Przytoczone poglądy Sądu Najwyższego podzielił Sąd Apelacyjny w Krakowie i Sąd Apelacyjny w Łodzi. W wyroku z dnia 21 marca 2013 roku w sprawie III AUa 1311/12 Sąd Apelacyjny w Krakowie wskazał, że zgodnie z art. 84 ust. 1 ustawy systemowej osoba, która pobrała nienależne świadczenie z ubezpieczeń społecznych, jest obowiązana do jego zwrotu, wraz z odsetkami, w wysokości i na zasadach określonych przepisami prawa cywilnego. Odesłanie do "prawa cywilnego" dotyczy wyłącznie zasad zapłaty i wysokości odsetek, a nie zasad zwrotu nienależnego świadczenia. Nie ma żadnych podstaw do stosowania przepisów prawa cywilnego (o bezpodstawnym wzbogaceniu lub czynie niedozwolonym) do oceny wymagalności, czy przedawnienia samego nienależnie pobranego świadczenia.

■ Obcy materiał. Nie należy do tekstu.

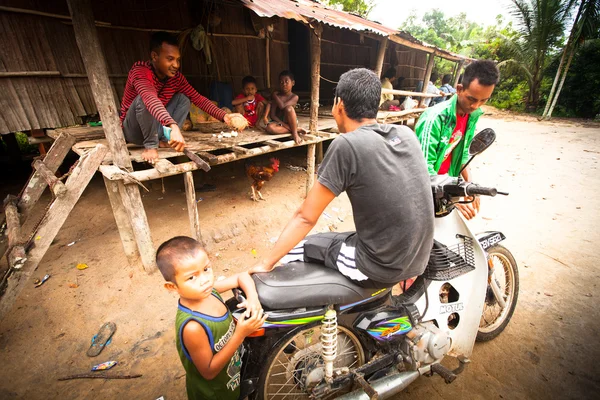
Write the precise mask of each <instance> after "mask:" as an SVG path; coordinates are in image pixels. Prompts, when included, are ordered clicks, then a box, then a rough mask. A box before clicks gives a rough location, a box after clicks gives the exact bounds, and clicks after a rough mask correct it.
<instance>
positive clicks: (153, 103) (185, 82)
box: [121, 61, 226, 126]
mask: <svg viewBox="0 0 600 400" xmlns="http://www.w3.org/2000/svg"><path fill="white" fill-rule="evenodd" d="M176 93H182V94H184V95H186V96H187V97H188V98H189V99H190V100H191V102H192V103H194V105H196V107H198V108H200V109H201V110H203V111H205V112H206V113H208V114H210V115H212V116H213V117H215V118H216V119H218V120H220V121H223V118H224V117H225V114H226V113H225V111H223V110H221V109H220V108H218V107H217V106H215V105H214V104H213V103H211V102H210V100H208V99H207V98H206V97H204V96H202V95H200V94H199V93H198V92H197V91H196V90H195V89H194V88H193V87H192V86H191V85H190V84H189V83H188V81H187V79H185V77H184V76H183V75H182V74H181V72H177V74H176V75H175V76H174V77H172V78H169V79H166V80H163V81H161V80H160V79H158V77H157V76H156V74H155V73H154V68H153V67H152V63H151V62H150V61H138V62H136V63H135V64H133V67H131V70H130V71H129V75H128V76H127V83H126V84H125V92H124V93H123V101H122V102H121V123H123V121H124V120H125V116H126V115H127V110H129V107H131V103H133V100H135V98H136V97H137V96H141V98H142V101H143V102H144V104H145V105H146V108H148V111H150V114H152V116H153V117H154V118H156V119H157V120H158V121H159V122H160V123H161V124H162V125H164V126H168V125H171V124H175V123H176V122H175V120H174V119H173V118H172V117H171V115H170V114H169V113H168V112H167V109H166V108H165V106H166V105H167V103H169V101H170V100H171V98H172V97H173V96H174V95H175V94H176Z"/></svg>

Zasady określające zwrot takiego świadczenia ze względu na upływ czasu (dawność, w tym znaczeniu potocznie przedawnienie) wskazane są w art. 138 ust. 4 i 5 u.e.r.f.u.s. (zasadniczo za okres nie dłuższy niż 3 lata od "żądania zwrotu", czyli wydania decyzji w tym przedmiocie). "Żądanie zwrotu" nienależnie pobranego świadczenia następuje przez doręczenie dotyczącej tego decyzji (można powiedzieć, że staje się wymagalne w tym momencie, a nie w czasie spełniania świadczeń). Z tą chwilą następuje też wymagalność (w prawnym znaczeniu według prawa cywilnego - art. 359 § 2 k.c.) roszczenia o odsetki, gdyż od tej chwili dłużnik pozostaje w opóźnieniu ze spełnieniem świadczenia głównego (art. 481 § 1 k.c.). Z tą też chwilą rozpoczyna się bieg przedawnienia roszczenia o zapłatę odsetek (art. 120 §1 k.c.).

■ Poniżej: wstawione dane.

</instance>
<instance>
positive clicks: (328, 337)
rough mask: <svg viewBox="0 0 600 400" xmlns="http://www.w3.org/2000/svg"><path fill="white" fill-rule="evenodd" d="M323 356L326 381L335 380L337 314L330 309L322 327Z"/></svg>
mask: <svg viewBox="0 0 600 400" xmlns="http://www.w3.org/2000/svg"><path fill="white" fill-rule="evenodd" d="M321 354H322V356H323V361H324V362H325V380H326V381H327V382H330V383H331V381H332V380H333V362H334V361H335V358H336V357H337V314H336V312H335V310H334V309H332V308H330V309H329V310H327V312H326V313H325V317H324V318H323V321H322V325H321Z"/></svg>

Z kolei w wyroku z dnia 26 września 2012 roku w sprawie III AUa 316/12 Sąd Apelacyjny w Łodzi (opubl. LEX 1223382) wskazał, że przepis art. 84 ust. 1 ustawy systemowej, a także przepis art. 138 ust. 1 ustawy o emeryturach i rentach z FUS nie określa, w jakim terminie nienależne świadczenie winno być zwrócone, a zatem dłużnik, według zasad prawa cywilnego, winien spełnić świadczenie niezwłocznie od doręczenia mu decyzji ustalającej obowiązek zwrotu świadczenia, jako nienależnie pobranego (podobne stanowisko zajął Sąd Apelacyjny w Łodzi w wyroku z dnia 29 stycznia 2014 r, sygn. III AUa 784/13, opubl. LEX 1428172).

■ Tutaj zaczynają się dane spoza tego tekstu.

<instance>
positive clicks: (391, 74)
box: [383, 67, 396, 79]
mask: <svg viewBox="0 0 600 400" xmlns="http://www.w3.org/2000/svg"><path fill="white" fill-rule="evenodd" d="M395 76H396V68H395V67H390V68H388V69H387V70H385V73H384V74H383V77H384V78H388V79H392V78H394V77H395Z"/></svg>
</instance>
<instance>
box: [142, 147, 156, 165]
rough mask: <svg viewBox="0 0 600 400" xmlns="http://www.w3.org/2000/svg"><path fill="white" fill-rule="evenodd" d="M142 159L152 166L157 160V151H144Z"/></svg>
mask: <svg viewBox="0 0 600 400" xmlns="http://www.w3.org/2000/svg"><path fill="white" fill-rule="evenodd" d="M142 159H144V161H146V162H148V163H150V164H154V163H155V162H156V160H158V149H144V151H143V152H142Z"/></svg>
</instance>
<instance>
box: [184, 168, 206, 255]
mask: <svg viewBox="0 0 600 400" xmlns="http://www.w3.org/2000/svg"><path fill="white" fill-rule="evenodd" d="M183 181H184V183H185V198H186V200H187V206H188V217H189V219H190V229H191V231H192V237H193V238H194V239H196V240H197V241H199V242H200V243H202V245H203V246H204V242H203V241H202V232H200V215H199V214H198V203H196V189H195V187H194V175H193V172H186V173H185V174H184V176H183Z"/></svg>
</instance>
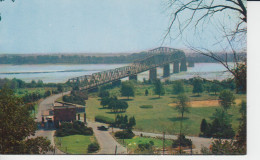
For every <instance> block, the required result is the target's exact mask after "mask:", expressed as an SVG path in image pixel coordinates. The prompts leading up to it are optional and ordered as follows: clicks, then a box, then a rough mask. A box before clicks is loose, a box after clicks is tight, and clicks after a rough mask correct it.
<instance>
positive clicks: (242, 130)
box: [235, 100, 247, 154]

Sąd Rejonowy podzielił przytoczoną wykładnię art. 84 ustawy z dnia 13 października 1998 r. o systemie ubezpieczeń społecznych w związku z czym zwolnił wnioskodawcę z obowiązku zwrotu odsetek ustalonych w spornej decyzji na kwotę 8 913,40 złotych.

Mając powyższe na uwadze Sąd I instancji, na podstawie art. 477 14 § 2 k.p.c. zmienił skarżoną decyzję orzekając, że M. S. (1) nie ma obowiązku zwrotu organowi rentowemu ustawowych odsetek za okres do dnia wydania decyzji z dnia 22 października 2015 roku. W pozostałym zakresie odwołanie podlegało oddaleniu na podstawie art. 477 14 §1 k.p.c. jako nieuzasadnione.

Apelację od powyższego orzeczenia w części dotyczącej oddalenia odwołania od decyzji ZUS zawartej w pkt.2 wyroku zaskarżył pełnomocnik ubezpieczonego.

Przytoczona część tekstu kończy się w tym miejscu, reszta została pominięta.